Promises vs Reality – What will deliver Infrastructure Efficiency?
When new infrastructure projects are announced it is usually with great fanfare. There’s much focus on the amount of money being invested in the project, how many jobs will be created and the benefits to the public. These are all positives, but the reality is that few infrastructure projects deliver on expectations. Delays and project over-runs have become the norm and when the public raise the question of what happened to all the benefits they were promised, there’s a great deal of back pedaling and excuse making, citing complexities and complications.
Challenges to infrastructure projects
There are some that believe that success can be achieved through better project oversight and so committees are formed and reports are typed up. The problem is that these committees rarely have any positive effect on efficiency or project delivery. If anything it’s the opposite, adding delays because consensus can’t be reached in decision making. So what can help improve infrastructure efficiency?
Learning from reality
If there is a clear takeaway from past project failures is that mistakes and delays are costly. Project estimates are taken as gospel rather than the guesswork they really are. It’s almost a fatalistic approach that says you can’t account for things that go wrong in future. But why are the learnings from past project failures not being applied to ensure better delivery of future projects? It’s not the lack of management or political oversight that’s the problem. It’s a lack of transparency in project fulfillment and failure to take advantage of tools and technologies that can help improve efficiency.

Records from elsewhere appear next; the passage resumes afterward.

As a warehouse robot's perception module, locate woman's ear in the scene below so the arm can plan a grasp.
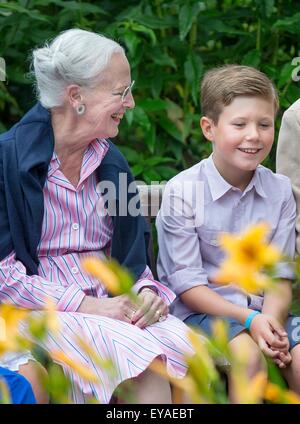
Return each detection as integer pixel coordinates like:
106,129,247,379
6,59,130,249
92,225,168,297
66,85,82,108
200,116,215,142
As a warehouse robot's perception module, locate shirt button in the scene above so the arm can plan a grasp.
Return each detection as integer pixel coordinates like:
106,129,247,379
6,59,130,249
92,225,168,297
72,223,79,230
71,267,79,274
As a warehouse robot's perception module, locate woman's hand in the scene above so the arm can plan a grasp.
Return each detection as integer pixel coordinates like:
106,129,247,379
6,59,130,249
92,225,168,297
78,295,138,324
131,288,169,329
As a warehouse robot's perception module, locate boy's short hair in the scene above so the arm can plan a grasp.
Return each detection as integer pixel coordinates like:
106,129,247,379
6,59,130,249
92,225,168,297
201,64,279,123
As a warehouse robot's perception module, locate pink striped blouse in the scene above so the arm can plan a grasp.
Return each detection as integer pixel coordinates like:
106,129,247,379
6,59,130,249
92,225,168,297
0,138,194,403
0,138,175,310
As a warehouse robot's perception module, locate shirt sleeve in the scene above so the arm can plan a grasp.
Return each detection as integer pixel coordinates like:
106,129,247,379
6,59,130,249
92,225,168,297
276,106,300,255
133,265,176,306
155,180,209,296
269,180,296,280
0,251,86,312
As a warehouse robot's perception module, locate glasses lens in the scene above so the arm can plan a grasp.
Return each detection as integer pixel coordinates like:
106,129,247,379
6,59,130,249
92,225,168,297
121,86,130,102
121,80,135,102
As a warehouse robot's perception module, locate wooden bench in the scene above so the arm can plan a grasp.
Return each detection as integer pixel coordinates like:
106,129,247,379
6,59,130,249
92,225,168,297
137,183,166,279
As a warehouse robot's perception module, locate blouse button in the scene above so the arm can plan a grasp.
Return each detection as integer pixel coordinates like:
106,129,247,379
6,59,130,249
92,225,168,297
72,223,79,230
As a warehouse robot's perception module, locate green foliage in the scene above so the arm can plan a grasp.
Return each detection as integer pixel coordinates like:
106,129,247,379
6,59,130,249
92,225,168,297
1,0,300,178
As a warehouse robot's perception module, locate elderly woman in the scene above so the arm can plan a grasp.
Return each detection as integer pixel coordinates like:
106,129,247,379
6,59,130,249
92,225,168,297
0,29,193,403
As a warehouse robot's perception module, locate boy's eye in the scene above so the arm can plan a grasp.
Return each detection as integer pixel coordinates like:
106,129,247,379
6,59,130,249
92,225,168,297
260,123,270,128
233,123,245,127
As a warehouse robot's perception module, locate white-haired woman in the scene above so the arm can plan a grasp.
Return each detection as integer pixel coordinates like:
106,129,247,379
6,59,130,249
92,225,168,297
0,29,194,403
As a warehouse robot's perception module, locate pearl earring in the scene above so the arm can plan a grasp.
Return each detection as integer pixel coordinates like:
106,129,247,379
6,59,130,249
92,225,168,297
76,104,86,115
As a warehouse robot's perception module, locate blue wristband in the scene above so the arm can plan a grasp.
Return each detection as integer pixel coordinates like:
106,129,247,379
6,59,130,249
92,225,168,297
244,311,260,330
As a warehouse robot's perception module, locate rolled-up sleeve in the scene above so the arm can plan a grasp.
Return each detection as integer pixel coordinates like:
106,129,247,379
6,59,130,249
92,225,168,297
156,181,208,295
270,181,296,280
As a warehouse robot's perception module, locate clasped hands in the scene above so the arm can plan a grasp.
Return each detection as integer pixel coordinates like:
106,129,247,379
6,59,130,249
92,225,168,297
78,288,169,329
250,313,291,368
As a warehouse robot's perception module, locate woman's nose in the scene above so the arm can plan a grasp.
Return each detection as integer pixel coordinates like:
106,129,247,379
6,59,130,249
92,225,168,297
123,91,135,109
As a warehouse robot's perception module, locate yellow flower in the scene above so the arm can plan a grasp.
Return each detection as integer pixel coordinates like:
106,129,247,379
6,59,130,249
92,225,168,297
219,223,281,268
0,305,29,355
264,382,300,404
76,336,116,377
51,350,98,382
82,257,121,295
82,257,136,299
214,223,281,294
44,298,60,333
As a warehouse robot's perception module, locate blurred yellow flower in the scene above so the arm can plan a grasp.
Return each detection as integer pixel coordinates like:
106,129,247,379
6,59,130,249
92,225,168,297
215,223,281,294
219,223,281,268
82,257,135,300
82,257,121,295
51,350,98,382
0,305,29,355
265,382,300,404
76,336,116,377
44,298,60,333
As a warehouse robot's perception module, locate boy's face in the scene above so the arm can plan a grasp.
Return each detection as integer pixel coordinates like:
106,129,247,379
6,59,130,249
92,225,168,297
201,96,275,188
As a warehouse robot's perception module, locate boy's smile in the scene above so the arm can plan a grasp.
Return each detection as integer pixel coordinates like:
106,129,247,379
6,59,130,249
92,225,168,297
201,96,275,191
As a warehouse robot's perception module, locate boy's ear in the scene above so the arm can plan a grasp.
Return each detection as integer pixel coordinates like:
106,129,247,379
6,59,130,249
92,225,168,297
200,116,215,142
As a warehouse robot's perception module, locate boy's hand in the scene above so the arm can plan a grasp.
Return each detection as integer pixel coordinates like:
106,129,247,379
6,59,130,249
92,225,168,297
270,333,291,368
249,313,288,359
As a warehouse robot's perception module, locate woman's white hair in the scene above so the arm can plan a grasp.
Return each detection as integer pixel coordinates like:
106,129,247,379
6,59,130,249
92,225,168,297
31,28,125,108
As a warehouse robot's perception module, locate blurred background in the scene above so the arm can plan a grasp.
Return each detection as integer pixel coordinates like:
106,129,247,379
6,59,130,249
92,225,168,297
1,0,300,182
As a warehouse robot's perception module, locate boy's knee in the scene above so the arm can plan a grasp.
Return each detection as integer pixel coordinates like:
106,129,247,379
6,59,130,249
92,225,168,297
229,333,266,374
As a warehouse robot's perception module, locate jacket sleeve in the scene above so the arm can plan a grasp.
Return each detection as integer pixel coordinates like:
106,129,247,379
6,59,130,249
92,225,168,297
276,105,300,255
0,145,85,311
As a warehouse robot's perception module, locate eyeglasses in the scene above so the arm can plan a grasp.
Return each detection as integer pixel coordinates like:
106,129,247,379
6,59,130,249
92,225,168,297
113,80,135,102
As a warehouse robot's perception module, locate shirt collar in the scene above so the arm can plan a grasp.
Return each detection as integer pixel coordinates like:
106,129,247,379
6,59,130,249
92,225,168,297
47,138,109,178
205,154,267,201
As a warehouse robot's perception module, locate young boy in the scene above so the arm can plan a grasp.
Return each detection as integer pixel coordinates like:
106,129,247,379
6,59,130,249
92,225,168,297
156,65,300,399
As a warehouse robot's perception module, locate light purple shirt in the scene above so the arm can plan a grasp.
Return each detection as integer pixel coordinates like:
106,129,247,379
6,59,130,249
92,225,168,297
156,154,296,321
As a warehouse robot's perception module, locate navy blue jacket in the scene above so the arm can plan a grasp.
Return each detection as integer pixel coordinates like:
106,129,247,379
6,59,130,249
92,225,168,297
0,103,149,280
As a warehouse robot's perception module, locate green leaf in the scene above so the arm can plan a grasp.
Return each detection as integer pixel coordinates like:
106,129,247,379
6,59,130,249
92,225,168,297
0,3,50,22
152,49,176,69
179,4,194,41
273,14,300,34
266,358,288,389
155,165,176,180
124,109,134,126
147,156,174,166
119,146,141,164
144,168,162,182
278,62,295,89
241,50,261,68
158,115,182,143
137,99,169,112
132,106,151,131
144,123,156,154
184,52,203,105
35,0,109,15
131,163,144,177
124,32,140,57
131,23,157,46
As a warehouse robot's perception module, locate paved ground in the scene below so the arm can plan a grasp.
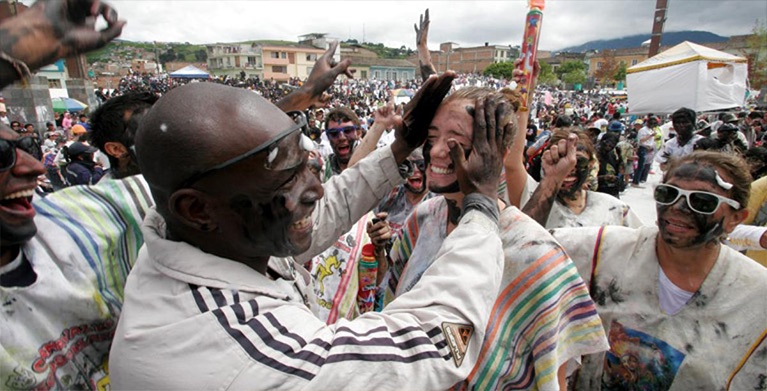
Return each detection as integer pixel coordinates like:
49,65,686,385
618,162,663,226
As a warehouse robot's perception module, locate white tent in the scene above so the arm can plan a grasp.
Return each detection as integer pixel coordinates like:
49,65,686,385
626,41,748,114
170,65,209,79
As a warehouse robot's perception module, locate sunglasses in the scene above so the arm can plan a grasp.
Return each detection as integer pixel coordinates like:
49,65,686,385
409,159,425,172
654,183,740,215
0,136,43,171
326,126,358,139
177,111,313,189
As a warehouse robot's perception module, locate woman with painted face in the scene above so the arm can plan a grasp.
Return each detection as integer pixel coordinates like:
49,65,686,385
547,151,767,390
520,128,642,229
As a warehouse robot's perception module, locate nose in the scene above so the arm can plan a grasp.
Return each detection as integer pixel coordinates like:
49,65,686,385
13,148,45,178
430,139,450,161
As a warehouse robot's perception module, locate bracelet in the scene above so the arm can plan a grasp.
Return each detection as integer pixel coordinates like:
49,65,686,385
0,50,32,85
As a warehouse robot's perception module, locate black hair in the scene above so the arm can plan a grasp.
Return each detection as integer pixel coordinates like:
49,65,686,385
89,92,158,168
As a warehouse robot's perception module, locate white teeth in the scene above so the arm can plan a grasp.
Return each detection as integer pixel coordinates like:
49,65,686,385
292,216,311,230
431,166,454,175
3,189,34,200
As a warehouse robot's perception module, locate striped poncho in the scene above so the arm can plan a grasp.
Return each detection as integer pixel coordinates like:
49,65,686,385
382,198,608,390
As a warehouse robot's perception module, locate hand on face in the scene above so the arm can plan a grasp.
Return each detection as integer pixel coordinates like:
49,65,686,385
399,71,456,149
448,96,514,199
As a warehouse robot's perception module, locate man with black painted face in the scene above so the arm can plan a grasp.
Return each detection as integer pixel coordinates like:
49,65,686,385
656,107,704,171
110,74,512,390
521,128,642,229
547,151,767,390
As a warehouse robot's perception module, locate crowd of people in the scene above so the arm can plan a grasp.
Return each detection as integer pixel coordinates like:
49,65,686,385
2,1,767,391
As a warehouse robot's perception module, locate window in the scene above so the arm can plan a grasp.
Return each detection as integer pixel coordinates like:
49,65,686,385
360,70,367,79
631,59,638,66
306,53,317,61
271,52,279,59
374,71,381,79
48,79,62,88
597,62,603,70
385,71,391,80
280,52,287,59
248,56,257,65
272,65,287,73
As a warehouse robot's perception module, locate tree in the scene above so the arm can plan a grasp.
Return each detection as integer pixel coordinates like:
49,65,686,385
194,49,208,62
614,62,627,82
554,60,585,80
158,48,176,64
745,20,767,89
538,61,558,85
594,50,619,86
562,69,587,85
483,62,515,79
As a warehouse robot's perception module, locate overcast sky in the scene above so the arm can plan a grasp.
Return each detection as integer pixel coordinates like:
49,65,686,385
30,0,767,51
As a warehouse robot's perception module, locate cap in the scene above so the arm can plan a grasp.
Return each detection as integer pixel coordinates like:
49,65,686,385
697,120,710,130
633,119,644,126
608,121,624,132
721,113,738,124
71,124,87,135
68,141,97,156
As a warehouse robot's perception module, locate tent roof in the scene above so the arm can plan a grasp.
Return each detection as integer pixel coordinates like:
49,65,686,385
170,65,209,78
627,41,746,74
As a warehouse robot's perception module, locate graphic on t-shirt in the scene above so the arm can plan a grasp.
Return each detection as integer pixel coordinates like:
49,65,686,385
602,320,686,390
6,320,115,390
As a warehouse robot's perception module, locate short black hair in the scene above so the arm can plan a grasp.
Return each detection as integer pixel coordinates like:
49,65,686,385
89,92,158,167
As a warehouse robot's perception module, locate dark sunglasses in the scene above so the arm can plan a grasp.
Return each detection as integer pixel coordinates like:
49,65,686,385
326,126,358,139
654,183,740,215
0,136,42,171
177,111,312,189
409,159,425,172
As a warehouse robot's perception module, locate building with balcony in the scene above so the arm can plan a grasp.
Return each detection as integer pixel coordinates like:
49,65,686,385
206,43,263,79
262,44,326,82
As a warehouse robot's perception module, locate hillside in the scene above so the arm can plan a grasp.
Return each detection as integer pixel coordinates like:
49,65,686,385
558,30,728,52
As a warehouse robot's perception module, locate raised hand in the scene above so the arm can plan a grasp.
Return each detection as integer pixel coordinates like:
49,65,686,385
414,8,436,79
541,134,578,184
448,96,514,198
302,41,353,107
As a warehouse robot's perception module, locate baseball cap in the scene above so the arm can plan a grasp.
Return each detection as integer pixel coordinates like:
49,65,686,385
608,121,624,132
633,119,644,126
721,113,738,124
71,124,87,135
68,141,97,156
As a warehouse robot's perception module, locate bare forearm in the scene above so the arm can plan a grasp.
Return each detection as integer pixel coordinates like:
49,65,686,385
275,89,312,112
504,112,529,207
521,178,560,227
349,123,387,167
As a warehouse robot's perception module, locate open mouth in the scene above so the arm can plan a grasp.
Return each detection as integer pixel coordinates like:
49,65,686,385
337,145,351,156
407,177,423,188
0,189,36,220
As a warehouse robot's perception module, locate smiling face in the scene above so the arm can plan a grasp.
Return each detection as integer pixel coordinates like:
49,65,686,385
326,119,358,164
424,99,473,194
656,163,745,248
0,128,46,248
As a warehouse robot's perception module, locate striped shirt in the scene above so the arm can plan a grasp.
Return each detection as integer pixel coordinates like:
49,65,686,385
1,176,152,390
383,199,608,390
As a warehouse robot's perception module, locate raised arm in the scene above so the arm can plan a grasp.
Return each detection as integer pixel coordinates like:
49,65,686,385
521,134,577,226
0,0,125,89
504,59,539,207
414,9,437,80
348,94,399,167
276,41,353,112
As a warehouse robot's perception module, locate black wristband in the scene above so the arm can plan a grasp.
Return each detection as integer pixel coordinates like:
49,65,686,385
461,193,500,224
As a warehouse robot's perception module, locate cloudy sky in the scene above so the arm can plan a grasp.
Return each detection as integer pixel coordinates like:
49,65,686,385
30,0,767,51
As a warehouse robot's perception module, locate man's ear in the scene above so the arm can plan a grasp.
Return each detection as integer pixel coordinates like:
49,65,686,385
104,141,129,159
168,189,218,232
725,208,749,233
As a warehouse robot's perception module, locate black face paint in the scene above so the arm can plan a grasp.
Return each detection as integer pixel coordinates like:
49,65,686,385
658,163,730,246
558,156,589,200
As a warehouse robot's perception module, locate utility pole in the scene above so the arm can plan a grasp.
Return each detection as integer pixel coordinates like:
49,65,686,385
648,0,668,58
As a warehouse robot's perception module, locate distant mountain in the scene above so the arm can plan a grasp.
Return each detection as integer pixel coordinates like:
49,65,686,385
558,31,728,53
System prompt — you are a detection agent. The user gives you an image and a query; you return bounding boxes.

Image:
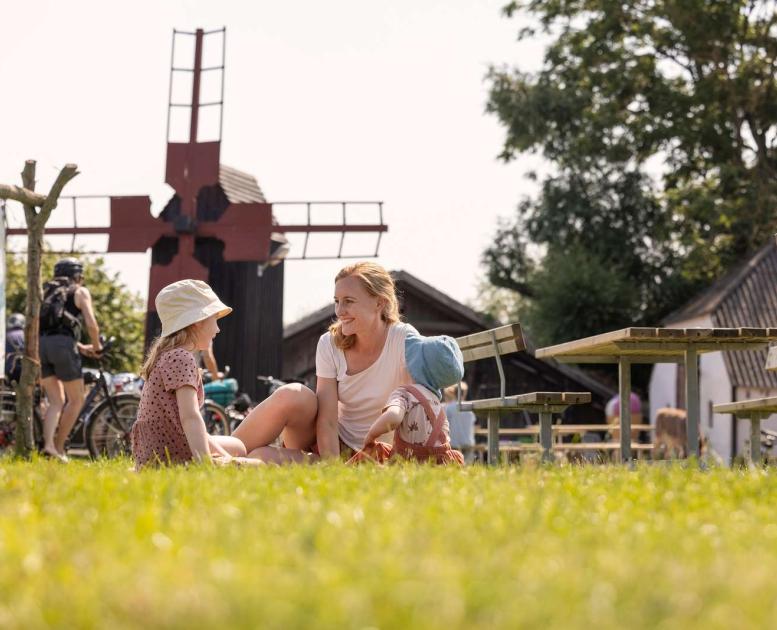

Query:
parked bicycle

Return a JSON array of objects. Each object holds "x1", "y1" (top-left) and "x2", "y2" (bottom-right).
[
  {"x1": 0, "y1": 337, "x2": 140, "y2": 458},
  {"x1": 201, "y1": 367, "x2": 253, "y2": 434},
  {"x1": 197, "y1": 372, "x2": 305, "y2": 436}
]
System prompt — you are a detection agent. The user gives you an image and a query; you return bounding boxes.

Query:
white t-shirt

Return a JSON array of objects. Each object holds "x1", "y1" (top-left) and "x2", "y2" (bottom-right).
[
  {"x1": 445, "y1": 402, "x2": 476, "y2": 448},
  {"x1": 315, "y1": 322, "x2": 416, "y2": 450}
]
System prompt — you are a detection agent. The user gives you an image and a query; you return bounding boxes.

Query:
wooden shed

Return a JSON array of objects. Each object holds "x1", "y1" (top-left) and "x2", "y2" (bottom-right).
[{"x1": 649, "y1": 241, "x2": 777, "y2": 462}]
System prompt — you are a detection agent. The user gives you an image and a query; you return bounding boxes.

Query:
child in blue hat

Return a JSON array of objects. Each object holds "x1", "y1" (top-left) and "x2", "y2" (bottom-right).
[{"x1": 348, "y1": 332, "x2": 466, "y2": 465}]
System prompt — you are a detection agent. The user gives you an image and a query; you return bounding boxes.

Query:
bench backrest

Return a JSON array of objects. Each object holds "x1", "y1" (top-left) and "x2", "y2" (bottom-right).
[
  {"x1": 455, "y1": 323, "x2": 525, "y2": 400},
  {"x1": 455, "y1": 323, "x2": 525, "y2": 363}
]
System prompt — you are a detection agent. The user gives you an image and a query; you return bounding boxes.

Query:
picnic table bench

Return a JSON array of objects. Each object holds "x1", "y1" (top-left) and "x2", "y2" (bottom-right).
[
  {"x1": 535, "y1": 327, "x2": 777, "y2": 461},
  {"x1": 473, "y1": 425, "x2": 655, "y2": 461},
  {"x1": 713, "y1": 397, "x2": 777, "y2": 465},
  {"x1": 455, "y1": 324, "x2": 590, "y2": 464}
]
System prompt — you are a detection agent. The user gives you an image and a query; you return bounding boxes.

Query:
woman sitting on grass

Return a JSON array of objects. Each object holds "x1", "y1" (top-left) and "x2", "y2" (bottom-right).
[
  {"x1": 233, "y1": 261, "x2": 417, "y2": 462},
  {"x1": 131, "y1": 280, "x2": 260, "y2": 469},
  {"x1": 347, "y1": 333, "x2": 466, "y2": 465}
]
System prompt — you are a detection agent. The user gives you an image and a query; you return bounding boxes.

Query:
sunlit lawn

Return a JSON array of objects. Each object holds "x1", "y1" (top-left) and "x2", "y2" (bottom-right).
[{"x1": 1, "y1": 458, "x2": 777, "y2": 629}]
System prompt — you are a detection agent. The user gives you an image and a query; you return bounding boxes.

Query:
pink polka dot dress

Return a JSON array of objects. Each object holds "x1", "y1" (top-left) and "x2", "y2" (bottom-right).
[{"x1": 131, "y1": 348, "x2": 204, "y2": 468}]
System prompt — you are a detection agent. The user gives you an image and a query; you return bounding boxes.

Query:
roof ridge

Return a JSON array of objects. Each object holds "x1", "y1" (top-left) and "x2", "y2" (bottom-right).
[{"x1": 664, "y1": 241, "x2": 774, "y2": 325}]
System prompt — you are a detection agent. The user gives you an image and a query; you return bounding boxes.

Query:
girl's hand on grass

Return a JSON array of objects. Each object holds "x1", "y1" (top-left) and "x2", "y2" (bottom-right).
[
  {"x1": 363, "y1": 437, "x2": 377, "y2": 449},
  {"x1": 231, "y1": 457, "x2": 265, "y2": 467}
]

The pandemic gave the construction industry a golden opportunity to reset. To admit that some policies and practices were no longer relevant and should be discarded. Additionally, it highlighted the importance of technology, how it can be applied in multiple aspects of project planning and delivery to help improve overall efficiency. As disruptive as the pandemic has been, it has shown that in a crisis people step up and find solutions because there are few alternatives. Things need to get done.
As many major infrastructure projects start to come online, there will be pressure to deliver as before. Can the construction industry learn from past mistakes? Will it be able to do what needs to be done, innovate when necessary and use the tools and technologies available to ensure that outcomes are met?